The Measure of Reality
2015
Book, 19.5 x 12 cm, 123 p., language : English, publisher : Book Works, London, ISBN : 978 1 906012 69 4.
Materials: ink, paper
Collection: Collection M HKA, Antwerp (Inv. no. B 2027/555).
Literary synopsis
Fantasies and dreams are a way of accessing hidden dimensions of everyday experience, but what happens when you can’t fantasise? In this work of analytic fiction, creative and heterosexual crises unfold, shaped by the anxieties of our time. Social and economic pressures are almost crippling, yet meticulously understood – obsessively decrypted and re-encrypted by Timonen’s unnamed female protagonist who subjects everyday occurrences and encounters to absurd levels of scrutiny and interpretation, often with recourse to theory. Short story chapters, captioned in a manner reminiscent of episodes of Seinfeld, are interspersed with a letter, a list of forgotten browser tabs, a treatment for an unmade film and a variety of dating scenarios.
In one of these, speed daters smell T-shirts as the narrator desperately tries to account for an alarming absence of desire. The specificities of love and sex are shown simultaneously in Timonen’s project to be something genuinely ‘ours’ yet alienating. They act as both tools for the negotiation of the complexities of subject/object relations in contemporary capitalism and constitute a kind of precarious – even false – refuge from the trauma of living in it.

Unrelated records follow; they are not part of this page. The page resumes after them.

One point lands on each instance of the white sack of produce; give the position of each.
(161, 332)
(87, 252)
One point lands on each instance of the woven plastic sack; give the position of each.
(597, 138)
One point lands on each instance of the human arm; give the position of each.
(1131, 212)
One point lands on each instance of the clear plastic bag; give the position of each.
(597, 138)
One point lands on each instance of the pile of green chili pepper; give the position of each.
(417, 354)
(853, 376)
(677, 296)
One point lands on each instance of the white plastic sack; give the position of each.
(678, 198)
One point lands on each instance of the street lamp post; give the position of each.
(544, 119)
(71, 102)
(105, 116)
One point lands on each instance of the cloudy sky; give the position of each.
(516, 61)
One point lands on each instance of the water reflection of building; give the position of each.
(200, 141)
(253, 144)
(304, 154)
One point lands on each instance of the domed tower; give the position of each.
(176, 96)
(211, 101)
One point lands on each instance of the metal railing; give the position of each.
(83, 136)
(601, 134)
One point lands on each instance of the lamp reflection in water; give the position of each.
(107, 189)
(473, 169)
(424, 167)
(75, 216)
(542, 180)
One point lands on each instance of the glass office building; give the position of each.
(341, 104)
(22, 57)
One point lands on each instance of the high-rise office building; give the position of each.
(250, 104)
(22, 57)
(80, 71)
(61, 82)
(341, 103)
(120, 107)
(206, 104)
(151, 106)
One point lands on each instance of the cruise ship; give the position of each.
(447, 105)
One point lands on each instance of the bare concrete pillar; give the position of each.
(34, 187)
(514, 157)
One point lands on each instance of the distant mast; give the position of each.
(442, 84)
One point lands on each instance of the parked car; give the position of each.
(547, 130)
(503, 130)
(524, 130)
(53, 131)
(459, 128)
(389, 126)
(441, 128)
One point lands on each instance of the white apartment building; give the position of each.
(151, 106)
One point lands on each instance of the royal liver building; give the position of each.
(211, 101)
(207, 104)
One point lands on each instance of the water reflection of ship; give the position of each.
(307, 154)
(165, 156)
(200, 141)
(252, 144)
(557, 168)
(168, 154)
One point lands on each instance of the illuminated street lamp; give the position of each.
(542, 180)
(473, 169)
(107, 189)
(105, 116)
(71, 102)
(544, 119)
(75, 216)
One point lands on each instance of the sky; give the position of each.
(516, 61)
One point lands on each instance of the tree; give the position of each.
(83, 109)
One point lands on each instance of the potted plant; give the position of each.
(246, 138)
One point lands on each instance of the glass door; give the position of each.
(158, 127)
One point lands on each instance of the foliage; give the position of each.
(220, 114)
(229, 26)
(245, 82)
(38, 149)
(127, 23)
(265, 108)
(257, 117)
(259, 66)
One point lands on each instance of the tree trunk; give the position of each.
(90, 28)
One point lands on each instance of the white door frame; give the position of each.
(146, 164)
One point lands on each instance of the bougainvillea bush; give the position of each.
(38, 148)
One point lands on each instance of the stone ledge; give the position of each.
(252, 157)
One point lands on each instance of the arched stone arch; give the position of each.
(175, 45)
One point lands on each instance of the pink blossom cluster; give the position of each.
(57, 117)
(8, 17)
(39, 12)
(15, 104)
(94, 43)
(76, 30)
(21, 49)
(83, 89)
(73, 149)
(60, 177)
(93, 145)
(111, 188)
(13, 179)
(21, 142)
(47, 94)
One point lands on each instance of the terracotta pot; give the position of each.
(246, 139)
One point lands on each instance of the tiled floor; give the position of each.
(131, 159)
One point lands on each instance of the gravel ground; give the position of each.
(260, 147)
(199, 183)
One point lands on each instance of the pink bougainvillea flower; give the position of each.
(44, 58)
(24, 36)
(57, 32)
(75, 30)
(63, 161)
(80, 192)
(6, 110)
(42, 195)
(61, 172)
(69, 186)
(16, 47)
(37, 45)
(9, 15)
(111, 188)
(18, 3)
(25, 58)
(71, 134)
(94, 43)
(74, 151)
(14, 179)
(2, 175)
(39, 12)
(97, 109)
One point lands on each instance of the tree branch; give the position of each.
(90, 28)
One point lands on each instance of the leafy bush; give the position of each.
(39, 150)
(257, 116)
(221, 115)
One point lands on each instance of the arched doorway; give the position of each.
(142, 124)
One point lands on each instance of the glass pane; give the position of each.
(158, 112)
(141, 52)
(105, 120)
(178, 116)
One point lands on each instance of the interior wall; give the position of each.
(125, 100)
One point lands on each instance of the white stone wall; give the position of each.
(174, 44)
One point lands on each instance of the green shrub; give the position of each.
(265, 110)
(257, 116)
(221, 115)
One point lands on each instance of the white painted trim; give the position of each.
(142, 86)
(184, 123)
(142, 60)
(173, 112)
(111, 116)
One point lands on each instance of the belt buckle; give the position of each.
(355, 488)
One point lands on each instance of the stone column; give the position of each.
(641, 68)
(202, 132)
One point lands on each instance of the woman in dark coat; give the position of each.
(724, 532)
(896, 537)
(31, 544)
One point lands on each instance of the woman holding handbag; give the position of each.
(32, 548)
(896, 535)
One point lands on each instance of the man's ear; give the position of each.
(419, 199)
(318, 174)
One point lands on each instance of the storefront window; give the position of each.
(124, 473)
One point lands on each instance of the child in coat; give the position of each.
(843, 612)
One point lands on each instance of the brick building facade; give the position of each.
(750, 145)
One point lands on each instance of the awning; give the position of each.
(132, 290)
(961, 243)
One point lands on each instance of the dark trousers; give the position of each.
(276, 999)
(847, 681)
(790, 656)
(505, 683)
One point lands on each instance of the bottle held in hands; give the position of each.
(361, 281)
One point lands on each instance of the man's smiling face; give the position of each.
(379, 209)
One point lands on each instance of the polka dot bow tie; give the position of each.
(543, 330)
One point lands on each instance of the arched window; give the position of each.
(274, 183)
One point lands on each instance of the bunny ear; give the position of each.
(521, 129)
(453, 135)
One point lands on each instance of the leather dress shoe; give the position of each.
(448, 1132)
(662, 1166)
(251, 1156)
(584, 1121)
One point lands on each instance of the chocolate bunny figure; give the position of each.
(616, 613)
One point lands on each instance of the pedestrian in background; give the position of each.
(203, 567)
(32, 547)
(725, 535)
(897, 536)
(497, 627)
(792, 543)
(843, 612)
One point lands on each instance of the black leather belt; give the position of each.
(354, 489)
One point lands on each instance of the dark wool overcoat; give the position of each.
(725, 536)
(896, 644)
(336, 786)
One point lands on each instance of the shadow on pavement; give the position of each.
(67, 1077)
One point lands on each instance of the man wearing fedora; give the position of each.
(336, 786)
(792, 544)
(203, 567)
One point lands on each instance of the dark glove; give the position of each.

Relation of the novel to the artist’s practice
The novel is not a part of a larger project. However, writing is a natural medium for Maija Timonen’s art. She does not make a stern distinction between it and her other output, which includes films, performance talks and more straightforwardly critical writing.
Authorship: Artist Author.
Creative Strategy: No Link to Artworks.
Genre: Absurdist, Analytic fiction, Comedy, Tragic Farce.
Publishing: Art Books Publishing House.
Theme: Absence, Affect, Capitalism, Crisis, Desire, Disintegration, Everyday Life, Fantasy, Feelings, Feminism, Frustration, Identity, Illness, Love, Neurosis, Sex, Socio-Political Critic, States of the Self, Subjective Experience.